More than 250 people attended the inclusion center’s grand opening on April 28. Among the guests were Middlesex County Freeholder Deputy Director Charles Tomaro and Freeholder Shanti Narra.
Yellin, an East Brunswick native, said he always believed there needed to be a place where people with disabilities could go once they left the public school system.
“People who have disabilities, traditionally those who age out of the school system who are now turning 21 and getting older, they don’t have a place to go. They are either stuck at home playing video games, sitting around, and not doing much with their lives,” Yellin said.
Mayor Brad Cohen said East Brunswick has worked with students while they are in the school district, but he said the inclusion center is something new.
“This is the first real opportunity for them to have a social life, to have an opportunity to continue [using] the skills they learned and maybe to find some productive work. I think the thing I like the most about [the center] is that it continues with the theme we started with the schools, which is keeping kids in the district, because you want them to interact with the community,” Cohen said.
“This is a community center, so we are looking to not only bring in kids who have disabilities, but the rest of the community. We want them to continue to interact. It does not stop when they turn 21,” the mayor said.
The inclusion center will feature workshops in science, technology, engineering and mathematics (STEM), as well as art and social and relationship management, according to Yellin. The facility has a recreation area, a music room and a tech/cooking area.
Disability Allies offers one-on-one pre-vocational and community based support by pairing direct support professionals (DSP) with consumers, he said.
“We have a lot of different activities that are going to be here. We are going to have a theater program, a music program, a technology program, creative writing, creative expression, arts and crafts [and] all kinds of other great things … that people with or without disabilities can come and participate in,” Yellin said.
DSPs will provide assistance with activities such as meal preparation and planning. DSPs will also offer assistance by helping individuals find a job. The organization provides job coaches for individuals who have special needs as they seek employment, according to Yellin.
Individuals who have special needs “need a place to go to [and] to be brought to. They don’t have the necessary skillsets to go out there on their own … so that is the reason for creating the center,” he said.
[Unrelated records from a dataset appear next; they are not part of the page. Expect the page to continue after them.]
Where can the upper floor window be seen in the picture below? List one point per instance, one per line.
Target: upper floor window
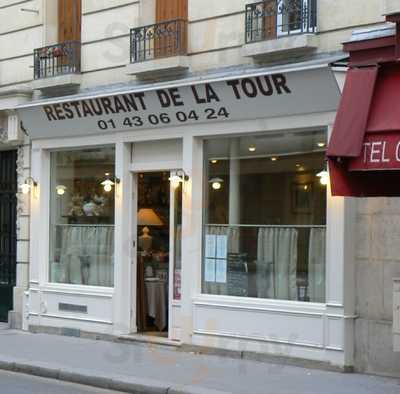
(270, 19)
(63, 57)
(265, 216)
(69, 20)
(167, 37)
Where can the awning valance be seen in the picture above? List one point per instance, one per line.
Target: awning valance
(364, 150)
(229, 95)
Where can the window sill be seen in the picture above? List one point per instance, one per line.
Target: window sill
(82, 290)
(159, 67)
(248, 303)
(293, 45)
(391, 7)
(57, 82)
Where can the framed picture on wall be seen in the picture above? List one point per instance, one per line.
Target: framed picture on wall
(302, 198)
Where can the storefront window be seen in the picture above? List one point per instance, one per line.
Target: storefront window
(82, 217)
(265, 218)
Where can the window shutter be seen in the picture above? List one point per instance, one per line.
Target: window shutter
(171, 9)
(69, 20)
(170, 45)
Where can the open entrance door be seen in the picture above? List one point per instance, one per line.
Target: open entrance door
(159, 212)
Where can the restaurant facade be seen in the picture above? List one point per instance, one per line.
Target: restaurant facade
(184, 197)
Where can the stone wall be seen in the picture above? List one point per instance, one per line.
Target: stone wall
(377, 262)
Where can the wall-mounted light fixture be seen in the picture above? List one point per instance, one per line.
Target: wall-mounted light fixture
(323, 177)
(60, 189)
(28, 184)
(216, 183)
(109, 182)
(177, 177)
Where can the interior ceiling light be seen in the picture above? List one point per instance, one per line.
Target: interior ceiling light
(216, 183)
(108, 183)
(323, 177)
(61, 189)
(27, 185)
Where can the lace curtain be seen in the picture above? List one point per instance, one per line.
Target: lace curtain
(316, 265)
(233, 234)
(86, 256)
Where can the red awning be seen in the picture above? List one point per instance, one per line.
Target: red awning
(352, 116)
(364, 151)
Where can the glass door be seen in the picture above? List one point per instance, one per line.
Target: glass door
(159, 223)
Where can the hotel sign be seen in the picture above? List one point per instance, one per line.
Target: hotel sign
(248, 97)
(380, 151)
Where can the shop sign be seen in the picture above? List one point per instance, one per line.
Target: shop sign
(379, 152)
(251, 97)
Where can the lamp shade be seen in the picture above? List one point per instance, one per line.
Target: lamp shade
(147, 217)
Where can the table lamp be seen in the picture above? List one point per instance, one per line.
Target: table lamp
(147, 217)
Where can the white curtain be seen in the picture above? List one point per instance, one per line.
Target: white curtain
(277, 263)
(233, 234)
(87, 255)
(316, 265)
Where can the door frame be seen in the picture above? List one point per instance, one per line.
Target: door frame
(134, 171)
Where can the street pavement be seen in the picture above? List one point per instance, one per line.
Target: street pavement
(162, 370)
(15, 383)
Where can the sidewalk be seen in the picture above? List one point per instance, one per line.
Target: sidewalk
(153, 369)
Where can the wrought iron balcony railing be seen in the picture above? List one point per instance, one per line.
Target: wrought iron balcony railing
(59, 59)
(160, 40)
(270, 19)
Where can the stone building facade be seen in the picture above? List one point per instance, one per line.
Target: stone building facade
(217, 43)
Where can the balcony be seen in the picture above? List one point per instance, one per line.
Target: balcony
(158, 49)
(280, 26)
(57, 66)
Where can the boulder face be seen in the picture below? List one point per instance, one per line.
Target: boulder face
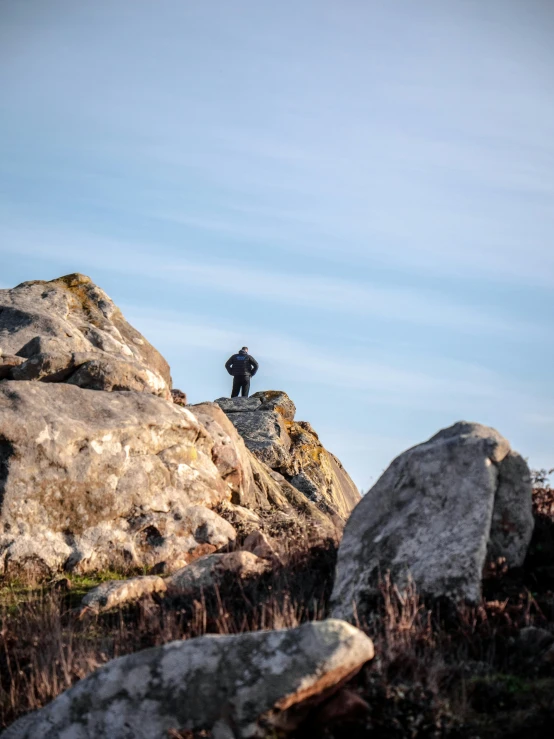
(89, 477)
(243, 686)
(69, 330)
(266, 423)
(439, 513)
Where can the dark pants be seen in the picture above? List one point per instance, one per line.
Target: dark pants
(241, 384)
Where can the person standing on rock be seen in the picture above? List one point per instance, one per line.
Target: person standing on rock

The inclusion center will be open every Saturday from 9 a.m. to 2 p.m. and from 2:30-7:30 p.m.
Yellin said he has been dealing with Tourette syndrome and obsessive compulsive disorder his entire life.
“I can feel [and] I can understand … people with disabilities, no matter what their challenges. I may not have the same challenges other people have, but I can relate to them because we are all going through the same universal struggle,” he said. “We are all trying to fit into society, we are all trying to be accepted for who we are. I know how that feels and people need to be accepted for who they are. People need a friend.”
Dances, barbecues, talent shows and karaoke nights may be planned. Activities at the facility will include table tennis, air hockey, foosball and video games.
“The one thing I can say is the biggest disability someone has is not having a friend or not having someone who is there for them. When you don’t have a friend and you don’t have a sense of support, what is there to life? … They need a place where they can go to raise their support, to raise their moral support and to raise the quality of their life,” Yellin said.
“East Brunswick is a diverse town with a sense of inclusion, tolerance, acceptance and belonging for families. Disability Allies wanted to work with a municipality to further build on these qualities so all people can integrate socially, emotionally and in the work environments,” he said. “We aspire for the East Brunswick community to gain understanding and become informed and united in the diverse community we live in.”